This repository contains a Python implementation of an adaptive clustering algorithm based on local density peaks, as described in the research article:
Title: An Adaptive Clustering Algorithm Based on Local Density Peaks for Imbalanced Data Without Parameters Authors: Tong, Wuning; Wang, Yuping; Liu, Delong Journal: IEEE Transactions on Knowledge and Data Engineering Year: 2021
The provided Jupyter Notebook implements an adaptive clustering algorithm designed specifically for imbalanced data without requiring predefined parameters. This algorithm utilizes the concept of local density peaks to identify clusters in data with varying densities.

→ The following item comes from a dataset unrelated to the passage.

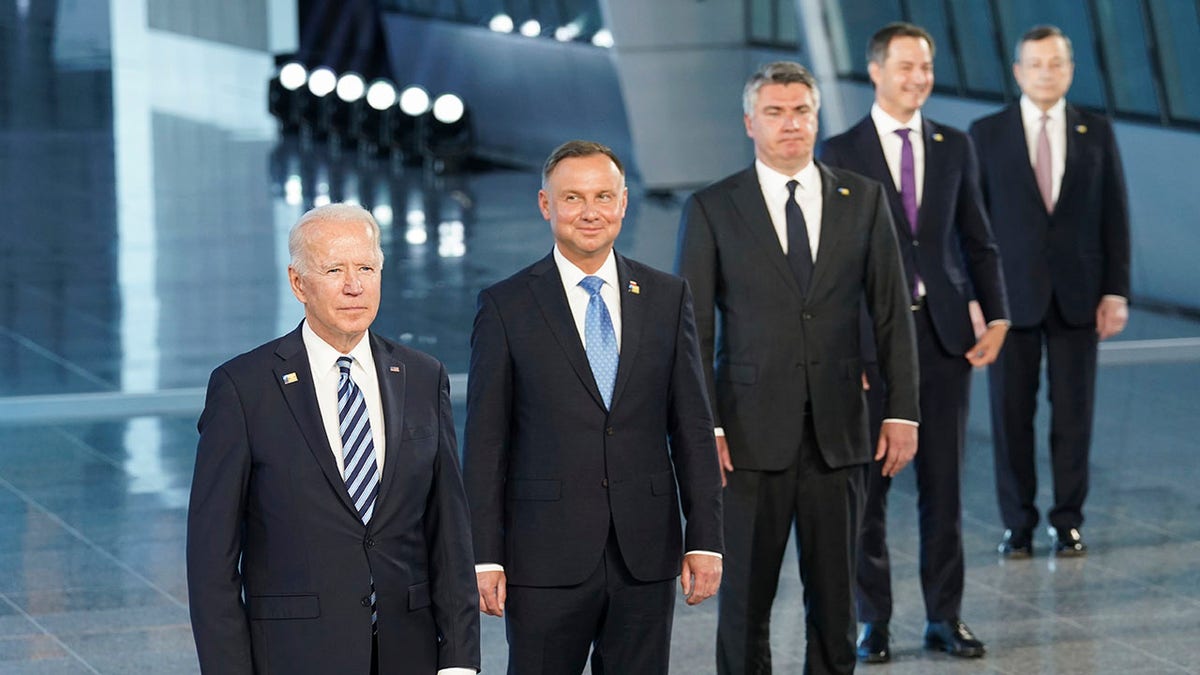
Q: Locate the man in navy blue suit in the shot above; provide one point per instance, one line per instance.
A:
(1054, 186)
(588, 431)
(931, 180)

The LDPI algorithm consists of three main steps: initial subcluster construction, subcluster update, and subcluster merging.
-
Density Calculation: Calculate the density for each data point based on the Euclidean distances between data points. Density values are computed within a specified radius, which is determined based on the nearest neighbor distances.
-
Upward Distance Calculation: Calculate the upward distance for each data point. This value is based on the density of the data point compared to its neighbors.
-
Noise Identification: Identify noise points using the calculated density, upward distance, and Recursive nearest neighbor (RNN) values. A semantic graph is used to visualize noise points.
-
Cluster Validity Check: Check the validity of each constructed cluster. If the number of members in a cluster is less than half of the members in the specified radius from the cluster center, the cluster is considered not real.
-
Reassignment: Reassign data points that do not belong to a valid cluster to the closest cluster center.
-
Merge Criteria: Calculate the distance threshold 'r' based on the density values and cluster distances. Clusters with a distance greater than 'r' cannot be merged.
-
Boundary Points: Identify boundary points within each cluster based on average density. Merge clusters based on density comparisons and the presence of boundary points.
-
Iterative Merging: Repeatedly perform merging actions until no further clusters can be merged.